Court Opinion

ID: 9648972
Source: CourtListenerOpinion
Date Created: 2023-08-23 14:39:34.995483+00
Date Added: 2024-06-11T09:17:23.942802
License: Public Domain

J. Fred Jones, Justice, dissenting. I would affirm the convictions in this case. The jury had no way of knowing whether Purifoy was employed by the appellants or appointed by the court. Certainly it would appear that the trial judge might have sent the attorney to jail and postponed the trial until he sobered up, but the trial judge was in a better position to view the situation as the events occurred in the courtroom than we are from the record of the events as they appear on the printed page. The appellants were apprehended halfway through the wall of a vault inside a bank building. They were surrounded by cutting torches and other paraphernalia of the burglary profession including a pistol found inside the hole partially cut through the wall of the vault.

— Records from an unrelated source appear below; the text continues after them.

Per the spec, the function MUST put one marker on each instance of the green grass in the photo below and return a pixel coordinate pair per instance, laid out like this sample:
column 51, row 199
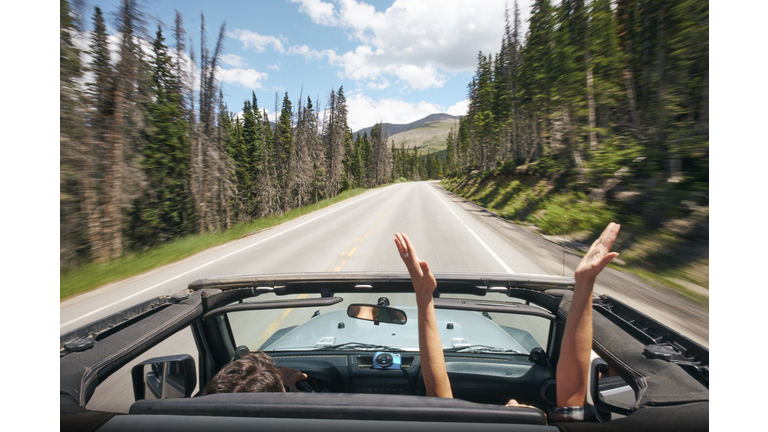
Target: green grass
column 90, row 276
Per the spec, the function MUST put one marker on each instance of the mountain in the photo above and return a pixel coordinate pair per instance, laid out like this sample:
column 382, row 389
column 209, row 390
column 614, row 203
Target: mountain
column 395, row 129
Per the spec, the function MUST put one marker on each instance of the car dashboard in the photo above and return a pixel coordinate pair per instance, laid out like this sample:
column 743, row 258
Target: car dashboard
column 481, row 378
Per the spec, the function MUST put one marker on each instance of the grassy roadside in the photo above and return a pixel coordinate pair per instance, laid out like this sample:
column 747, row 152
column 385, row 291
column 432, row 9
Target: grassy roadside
column 657, row 256
column 90, row 276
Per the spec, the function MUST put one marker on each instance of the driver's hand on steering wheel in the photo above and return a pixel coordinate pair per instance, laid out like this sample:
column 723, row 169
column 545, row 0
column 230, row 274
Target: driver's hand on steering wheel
column 291, row 376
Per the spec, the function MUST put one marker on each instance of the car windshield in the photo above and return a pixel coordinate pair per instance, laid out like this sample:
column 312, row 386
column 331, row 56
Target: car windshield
column 329, row 327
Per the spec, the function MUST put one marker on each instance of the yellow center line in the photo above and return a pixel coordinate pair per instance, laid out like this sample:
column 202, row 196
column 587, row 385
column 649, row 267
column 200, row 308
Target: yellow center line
column 275, row 324
column 354, row 249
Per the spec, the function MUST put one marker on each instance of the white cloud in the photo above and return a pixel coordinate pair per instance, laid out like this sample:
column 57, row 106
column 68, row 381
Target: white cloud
column 233, row 60
column 365, row 111
column 417, row 42
column 257, row 41
column 460, row 108
column 246, row 78
column 320, row 12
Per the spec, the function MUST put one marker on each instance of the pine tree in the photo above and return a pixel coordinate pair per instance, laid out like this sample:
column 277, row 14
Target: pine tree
column 164, row 209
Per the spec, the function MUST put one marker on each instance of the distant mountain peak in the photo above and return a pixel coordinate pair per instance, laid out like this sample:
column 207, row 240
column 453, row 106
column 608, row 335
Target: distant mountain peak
column 395, row 128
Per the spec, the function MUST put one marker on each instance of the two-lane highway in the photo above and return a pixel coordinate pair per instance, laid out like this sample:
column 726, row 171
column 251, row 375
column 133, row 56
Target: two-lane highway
column 353, row 235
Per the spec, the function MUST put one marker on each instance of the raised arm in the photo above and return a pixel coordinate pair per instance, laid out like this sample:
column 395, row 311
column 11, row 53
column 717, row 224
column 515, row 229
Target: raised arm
column 573, row 366
column 430, row 348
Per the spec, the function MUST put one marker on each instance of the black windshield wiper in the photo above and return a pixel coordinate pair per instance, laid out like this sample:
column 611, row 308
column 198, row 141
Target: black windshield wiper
column 359, row 346
column 483, row 349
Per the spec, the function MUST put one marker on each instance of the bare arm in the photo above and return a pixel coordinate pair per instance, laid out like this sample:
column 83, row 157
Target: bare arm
column 573, row 366
column 430, row 349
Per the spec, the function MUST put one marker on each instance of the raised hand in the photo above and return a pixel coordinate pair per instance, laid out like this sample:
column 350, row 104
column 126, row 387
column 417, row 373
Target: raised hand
column 424, row 282
column 599, row 255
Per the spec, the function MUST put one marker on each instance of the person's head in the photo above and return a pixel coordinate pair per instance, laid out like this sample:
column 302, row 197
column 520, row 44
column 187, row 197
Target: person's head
column 255, row 372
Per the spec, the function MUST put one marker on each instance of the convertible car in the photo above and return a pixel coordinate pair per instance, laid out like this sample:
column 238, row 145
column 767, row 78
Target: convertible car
column 355, row 336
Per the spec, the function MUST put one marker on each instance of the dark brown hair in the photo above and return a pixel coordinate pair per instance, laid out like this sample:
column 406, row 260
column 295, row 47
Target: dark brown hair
column 256, row 372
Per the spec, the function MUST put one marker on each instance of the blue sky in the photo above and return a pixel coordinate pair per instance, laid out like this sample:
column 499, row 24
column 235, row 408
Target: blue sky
column 397, row 60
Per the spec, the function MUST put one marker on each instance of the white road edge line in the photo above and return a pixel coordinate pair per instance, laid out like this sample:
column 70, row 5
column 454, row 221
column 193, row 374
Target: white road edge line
column 211, row 262
column 490, row 251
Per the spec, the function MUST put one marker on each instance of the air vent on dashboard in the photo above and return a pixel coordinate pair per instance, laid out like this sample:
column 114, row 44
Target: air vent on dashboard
column 366, row 362
column 549, row 392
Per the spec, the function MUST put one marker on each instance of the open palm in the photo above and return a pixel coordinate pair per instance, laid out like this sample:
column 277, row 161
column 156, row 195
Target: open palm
column 599, row 254
column 424, row 282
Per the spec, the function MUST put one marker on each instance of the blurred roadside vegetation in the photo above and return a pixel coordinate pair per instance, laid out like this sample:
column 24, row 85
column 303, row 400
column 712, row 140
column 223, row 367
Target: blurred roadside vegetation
column 89, row 276
column 599, row 113
column 673, row 252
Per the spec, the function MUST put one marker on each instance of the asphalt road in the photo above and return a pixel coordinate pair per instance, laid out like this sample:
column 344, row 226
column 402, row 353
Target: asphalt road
column 354, row 235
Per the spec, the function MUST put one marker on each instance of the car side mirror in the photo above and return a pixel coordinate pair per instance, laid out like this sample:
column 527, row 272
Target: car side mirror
column 377, row 314
column 608, row 392
column 164, row 377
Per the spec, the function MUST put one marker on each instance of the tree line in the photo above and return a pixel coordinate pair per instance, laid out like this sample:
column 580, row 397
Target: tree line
column 593, row 87
column 149, row 150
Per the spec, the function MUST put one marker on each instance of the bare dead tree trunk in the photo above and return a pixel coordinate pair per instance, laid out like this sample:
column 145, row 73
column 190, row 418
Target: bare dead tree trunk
column 591, row 103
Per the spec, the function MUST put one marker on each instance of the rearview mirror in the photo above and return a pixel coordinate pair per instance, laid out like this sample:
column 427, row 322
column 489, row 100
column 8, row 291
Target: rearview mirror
column 164, row 377
column 377, row 314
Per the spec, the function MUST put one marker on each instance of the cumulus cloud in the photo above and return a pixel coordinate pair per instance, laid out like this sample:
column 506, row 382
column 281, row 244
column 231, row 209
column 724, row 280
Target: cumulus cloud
column 459, row 108
column 365, row 111
column 233, row 60
column 259, row 42
column 246, row 78
column 417, row 42
column 320, row 12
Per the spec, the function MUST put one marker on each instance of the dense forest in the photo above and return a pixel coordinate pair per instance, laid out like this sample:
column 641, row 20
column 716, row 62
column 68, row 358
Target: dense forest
column 594, row 85
column 148, row 154
column 607, row 100
column 608, row 97
column 600, row 113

There is nothing in the record to indicate that the appellants were b$ow the average in mentality, with the possible exception that they were satisfied with their attorney’s representation. Certainly if a mistrial had been declared and counsel had subsequently been appointed to represent them, the appellants would have had good cause to complain of the denial of their , right to the services of employed counsel. With nothing in the record to indicate otherwise, I am willing to assume that the appellants were capable of measuring the effect their counsel’s conduct was having on the jury. If the effect of their attorney’s conduct resulted in disdain for the attorney rather than sympathy for the appellants, that is a chance the appellants affirmatively took and insisted upon. The trial judge was in a much better position than we are in evaluating all the circumstances surrounding the trial of this case, including the intelligence of the appellants and their reasoning in proceeding in the trial with Purifoy as their attorney. I would affirm.